BUENISMO, POR LOS COJONES

Hace semanas que no salgo a la ventana a los aplausos de las 8. Lo confieso, me aburrí enseguida. Y asumo las consecuencias, el señalamiento social que me tachará de insolidario, amargado y mala persona. Tampoco me importa mucho. Aquí somos muy de grandes demostraciones de pasión. Lo mismo nos ajamos las manos palmeando por los sanitarios que ponemos verde a un vecino que saca de paseo a su hijo enfermo, o colgamos carteles pidiendo a los médicos del edificio que no regresen a casa después de pasar el día salvando gente, no sea que nos peguen algo. Y todo mientras retocamos el borrador del IRPF buscando de dónde rascar para pagar menos, aunque sea haciendo trampas. Cada ventana de cada casa, y cada mirilla de cada puerta, han sido siempre púlpito de jueces y juezas de pacotilla que por la mañana se envilecen imponiendo morales de salón, y por la tarde lloran en grupo y con desconsuelo las desgracias del mundo en el que vivimos. Y ahora, más.

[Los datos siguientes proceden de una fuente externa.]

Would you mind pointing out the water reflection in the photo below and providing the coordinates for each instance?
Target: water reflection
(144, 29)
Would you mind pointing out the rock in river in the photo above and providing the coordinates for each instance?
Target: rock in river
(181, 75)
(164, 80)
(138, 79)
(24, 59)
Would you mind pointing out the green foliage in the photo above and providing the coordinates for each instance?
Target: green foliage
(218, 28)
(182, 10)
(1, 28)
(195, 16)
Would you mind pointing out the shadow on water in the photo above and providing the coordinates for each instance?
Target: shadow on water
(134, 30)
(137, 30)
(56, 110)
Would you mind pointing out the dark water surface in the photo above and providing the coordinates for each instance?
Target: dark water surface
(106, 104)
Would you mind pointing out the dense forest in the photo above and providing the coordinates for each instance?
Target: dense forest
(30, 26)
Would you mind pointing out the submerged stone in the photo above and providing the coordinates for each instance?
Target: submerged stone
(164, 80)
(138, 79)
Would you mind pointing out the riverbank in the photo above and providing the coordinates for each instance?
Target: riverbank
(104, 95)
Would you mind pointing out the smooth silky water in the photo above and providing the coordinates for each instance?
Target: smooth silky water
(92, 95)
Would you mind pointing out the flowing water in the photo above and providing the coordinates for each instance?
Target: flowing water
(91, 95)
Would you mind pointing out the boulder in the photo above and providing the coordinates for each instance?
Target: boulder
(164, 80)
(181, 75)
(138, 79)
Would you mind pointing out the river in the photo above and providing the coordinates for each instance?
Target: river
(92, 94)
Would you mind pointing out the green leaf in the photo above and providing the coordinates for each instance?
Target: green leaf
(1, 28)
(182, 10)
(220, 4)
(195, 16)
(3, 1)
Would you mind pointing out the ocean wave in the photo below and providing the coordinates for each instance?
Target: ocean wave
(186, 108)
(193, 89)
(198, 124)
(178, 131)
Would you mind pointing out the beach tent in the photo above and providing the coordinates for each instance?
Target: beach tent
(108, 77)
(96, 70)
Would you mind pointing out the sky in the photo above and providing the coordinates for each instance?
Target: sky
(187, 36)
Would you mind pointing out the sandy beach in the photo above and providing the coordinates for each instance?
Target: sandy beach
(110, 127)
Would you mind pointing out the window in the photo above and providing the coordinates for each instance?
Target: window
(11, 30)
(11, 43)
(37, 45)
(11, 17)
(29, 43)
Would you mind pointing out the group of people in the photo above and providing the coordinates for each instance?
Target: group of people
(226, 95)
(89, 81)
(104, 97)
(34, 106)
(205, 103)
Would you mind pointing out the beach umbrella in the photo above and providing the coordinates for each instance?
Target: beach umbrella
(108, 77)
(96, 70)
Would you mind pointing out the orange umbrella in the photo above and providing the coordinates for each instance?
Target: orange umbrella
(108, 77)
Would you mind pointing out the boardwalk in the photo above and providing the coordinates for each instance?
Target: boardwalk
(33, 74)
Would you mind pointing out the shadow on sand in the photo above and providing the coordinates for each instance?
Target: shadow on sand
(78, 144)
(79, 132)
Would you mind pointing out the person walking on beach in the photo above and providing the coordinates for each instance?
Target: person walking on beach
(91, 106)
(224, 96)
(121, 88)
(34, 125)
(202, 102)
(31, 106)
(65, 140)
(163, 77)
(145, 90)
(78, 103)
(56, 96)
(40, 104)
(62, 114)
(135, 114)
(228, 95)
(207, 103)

Somos unos hipócritas que además pretendemos no serlo. Desde que nos confinaron, el drama de la enfermedad y sus consecuencias, y el esfuerzo de los sanitarios, han sido el hilo conductor del pensamiento solidario. Las 8 de la tarde se ha convertido en el punto de encuentro de infinitas demostraciones de apoyo y de agradecimiento. Los jóvenes se han ofrecido para hacer la compra a los mayores, los policías felicitan a los niños que cumplen años, y para hacer más llevaderas las horas, la gente sale al balcón a tocar la guitarra para todo el barrio. La fraternidad ha estado a flor de piel, desde luego, porque está en la condición humana. Pero también la miseria lo está, y a medida que pasan los días va ganando terreno. La bajeza moral que convierte en magistrado social a cualquier indigente intelectual explota con la debilidad del todo, que siempre es la de sus partes. Y aunque sean pocos, sus perversidades descompensan el bien del resto, retratando un cuajo comunitario muy difícil de adecentar por residual que parezca.

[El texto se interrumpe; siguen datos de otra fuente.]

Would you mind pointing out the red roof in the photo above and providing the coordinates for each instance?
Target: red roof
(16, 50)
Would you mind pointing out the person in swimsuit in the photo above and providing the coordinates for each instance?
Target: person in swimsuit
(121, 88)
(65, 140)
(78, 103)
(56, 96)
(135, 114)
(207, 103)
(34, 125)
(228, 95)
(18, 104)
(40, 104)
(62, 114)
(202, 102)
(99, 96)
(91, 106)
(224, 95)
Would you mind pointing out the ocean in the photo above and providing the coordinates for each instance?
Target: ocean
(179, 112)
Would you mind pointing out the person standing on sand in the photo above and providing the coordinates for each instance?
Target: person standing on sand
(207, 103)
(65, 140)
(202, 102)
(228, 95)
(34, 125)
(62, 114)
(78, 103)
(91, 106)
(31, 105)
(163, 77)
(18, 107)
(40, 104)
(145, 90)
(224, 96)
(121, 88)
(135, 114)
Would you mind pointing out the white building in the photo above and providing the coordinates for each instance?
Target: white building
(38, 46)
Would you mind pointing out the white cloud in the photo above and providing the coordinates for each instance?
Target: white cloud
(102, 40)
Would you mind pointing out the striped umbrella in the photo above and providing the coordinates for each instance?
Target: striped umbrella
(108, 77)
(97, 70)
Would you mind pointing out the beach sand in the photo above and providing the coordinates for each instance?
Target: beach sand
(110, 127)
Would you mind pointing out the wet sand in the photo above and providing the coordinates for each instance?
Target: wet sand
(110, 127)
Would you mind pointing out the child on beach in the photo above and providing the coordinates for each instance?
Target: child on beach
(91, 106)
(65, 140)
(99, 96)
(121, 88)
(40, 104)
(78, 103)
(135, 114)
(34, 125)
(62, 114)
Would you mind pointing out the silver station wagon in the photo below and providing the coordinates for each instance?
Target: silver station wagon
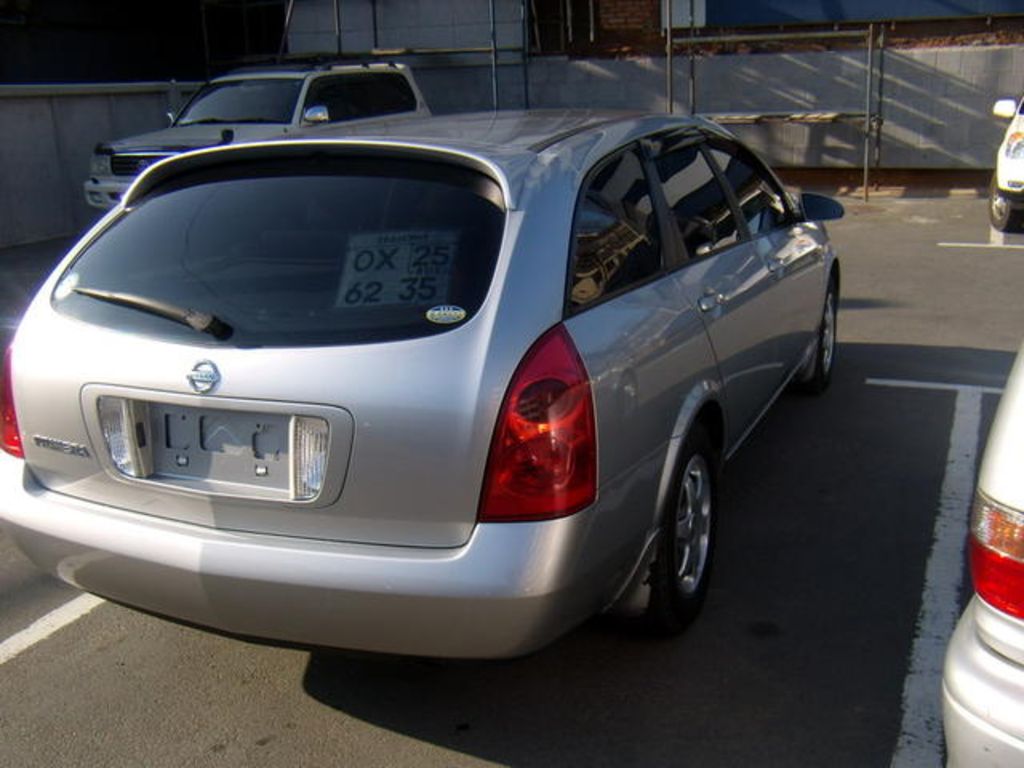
(444, 388)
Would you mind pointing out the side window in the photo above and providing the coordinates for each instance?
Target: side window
(360, 95)
(762, 203)
(699, 206)
(614, 231)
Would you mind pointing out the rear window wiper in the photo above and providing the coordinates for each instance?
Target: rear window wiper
(202, 322)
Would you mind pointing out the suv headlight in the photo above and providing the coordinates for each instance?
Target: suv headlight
(100, 165)
(1015, 145)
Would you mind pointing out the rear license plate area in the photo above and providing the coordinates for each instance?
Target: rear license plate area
(220, 446)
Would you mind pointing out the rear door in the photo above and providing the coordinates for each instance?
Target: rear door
(640, 337)
(721, 271)
(793, 251)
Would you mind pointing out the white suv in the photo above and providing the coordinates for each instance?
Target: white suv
(1006, 205)
(255, 104)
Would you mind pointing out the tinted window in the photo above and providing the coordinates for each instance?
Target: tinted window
(615, 232)
(761, 202)
(360, 95)
(698, 204)
(244, 101)
(301, 253)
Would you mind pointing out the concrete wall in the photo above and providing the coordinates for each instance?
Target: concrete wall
(936, 108)
(46, 139)
(936, 102)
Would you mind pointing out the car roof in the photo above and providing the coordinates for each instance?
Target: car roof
(301, 71)
(507, 143)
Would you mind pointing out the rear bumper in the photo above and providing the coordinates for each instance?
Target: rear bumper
(105, 193)
(982, 696)
(511, 589)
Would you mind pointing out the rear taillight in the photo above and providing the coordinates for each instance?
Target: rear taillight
(997, 555)
(10, 437)
(543, 461)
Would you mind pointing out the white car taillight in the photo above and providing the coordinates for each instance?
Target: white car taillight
(10, 437)
(123, 435)
(1015, 145)
(309, 443)
(997, 555)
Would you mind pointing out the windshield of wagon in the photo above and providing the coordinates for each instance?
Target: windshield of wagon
(262, 100)
(297, 252)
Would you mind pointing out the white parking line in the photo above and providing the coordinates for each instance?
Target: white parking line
(43, 628)
(921, 741)
(996, 246)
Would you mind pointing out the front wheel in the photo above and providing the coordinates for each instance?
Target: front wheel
(1000, 214)
(819, 375)
(681, 569)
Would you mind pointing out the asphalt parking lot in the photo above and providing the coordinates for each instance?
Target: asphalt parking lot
(819, 643)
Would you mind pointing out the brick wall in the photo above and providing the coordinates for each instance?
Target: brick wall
(628, 14)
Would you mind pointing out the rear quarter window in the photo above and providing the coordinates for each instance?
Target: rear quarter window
(317, 252)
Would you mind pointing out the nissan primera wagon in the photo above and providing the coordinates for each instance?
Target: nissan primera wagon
(446, 388)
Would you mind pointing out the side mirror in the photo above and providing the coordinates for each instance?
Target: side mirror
(315, 115)
(1005, 108)
(820, 208)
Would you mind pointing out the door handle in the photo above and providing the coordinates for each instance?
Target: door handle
(711, 299)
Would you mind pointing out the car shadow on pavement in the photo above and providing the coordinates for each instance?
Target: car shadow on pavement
(800, 654)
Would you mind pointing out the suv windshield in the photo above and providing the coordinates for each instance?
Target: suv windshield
(263, 100)
(295, 253)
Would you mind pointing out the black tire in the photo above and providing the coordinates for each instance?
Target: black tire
(681, 570)
(1001, 215)
(817, 380)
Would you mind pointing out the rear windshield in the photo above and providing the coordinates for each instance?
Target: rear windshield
(263, 100)
(360, 95)
(297, 253)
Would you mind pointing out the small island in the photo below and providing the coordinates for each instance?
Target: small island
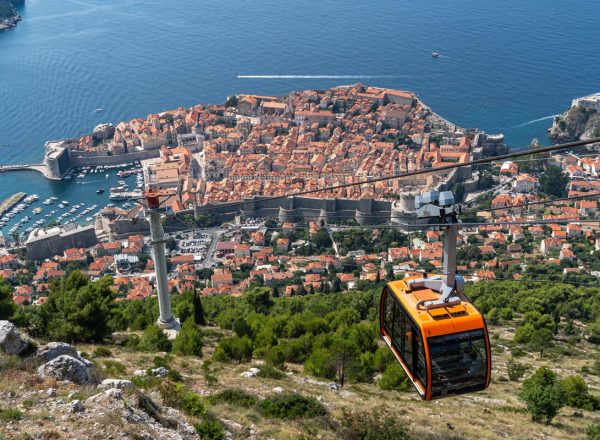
(9, 16)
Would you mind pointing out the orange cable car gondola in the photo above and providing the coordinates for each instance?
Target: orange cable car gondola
(439, 338)
(445, 351)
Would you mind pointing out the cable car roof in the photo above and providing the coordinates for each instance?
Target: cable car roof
(437, 321)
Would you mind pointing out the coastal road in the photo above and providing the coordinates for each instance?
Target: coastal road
(210, 253)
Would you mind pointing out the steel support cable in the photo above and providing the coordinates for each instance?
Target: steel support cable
(486, 160)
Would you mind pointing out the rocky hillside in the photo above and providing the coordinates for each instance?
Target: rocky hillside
(54, 392)
(576, 123)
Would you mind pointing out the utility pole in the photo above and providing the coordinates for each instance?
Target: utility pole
(166, 320)
(441, 206)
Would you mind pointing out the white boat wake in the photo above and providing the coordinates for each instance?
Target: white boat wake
(535, 120)
(315, 76)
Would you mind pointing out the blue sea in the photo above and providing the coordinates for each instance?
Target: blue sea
(505, 66)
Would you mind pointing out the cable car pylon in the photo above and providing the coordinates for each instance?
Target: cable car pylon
(438, 337)
(153, 209)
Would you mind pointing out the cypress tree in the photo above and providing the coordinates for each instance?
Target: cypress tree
(198, 310)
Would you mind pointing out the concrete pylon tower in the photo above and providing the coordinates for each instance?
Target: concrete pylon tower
(166, 320)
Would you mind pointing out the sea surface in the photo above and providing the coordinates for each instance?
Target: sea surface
(505, 66)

Vecinos contra vecinos, más allá de las charlas amistosas y el buenismo tras los aplausos, que dura eso, un aplauso. Reproches a los que, a juicio de quien se aburre vigilando en la ventana, pasean a su perro demasiado lejos y demasiado tiempo. Insultos a los que llevan poca compra del supermercado, o no se les nota que vuelvan de la farmacia. Improperios a los que salen con niños autistas, groserías a los que van o vuelven del trabajo, y ahora, carteles a sanitarios y trabajadores de la limpieza o de las tiendas de alimentación en los portales de sus casas exigiendo que se vayan de sus viviendas. Lo peor del ser humano en el peor momento, el claro ejemplo de que ni somos tan compasivos ni tenemos tres dedos de frente. Sin que además valga la excusa del miedo, porque jamás eso puede ser disculpa para la mezquindad y la indecencia, y se nos presupone juicio y capacidad de razonar.

Generalizar tiene el mismo peligro que pasar por alto lo anecdótico. Y lo mismo de injusto. Si la mayoría hace las cosas bien, que cuatro imbéciles las hagan mal no debe servir para referirse a todos, desde luego, pero tampoco para dejarlo correr. Está muy bien salir a la terraza a cantar para dar ánimos y las gracias, lo hace la inmensa mayoría de la gente. Sin embargo, una minoría de esa mayoría también sale a sentenciar con la inquina del juicio del absurdo, la maledicencia y el rencor, y eso, como pasa siempre con todo lo pernicioso, se queda flotando arriba en el caldo de la convivencia, provoca reacciones igual de adversas, y genera más enfrentamiento que unidad lo hacen unos aplausos. La falta de empatía y la tibieza humana se agarran con facilidad al comportamiento de las masas, y acaban resultando de más sencillo recuerdo.

Estoy leyendo mucho sobre el nuevo mundo económico que vendrá cuando pase todo esto. También análisis muy interesantes sobre los cambios políticos que deben producirse. Pero poco se está escribiendo sobre cómo lo peor de nosotros también se hará un hueco en los tiempos después del coronavirus, y quizá marque tendencias. El buenismo tiende a evaporarse cuando la realidad es conveniente, y entonces solo quedan los cabrones y sus cabronadas.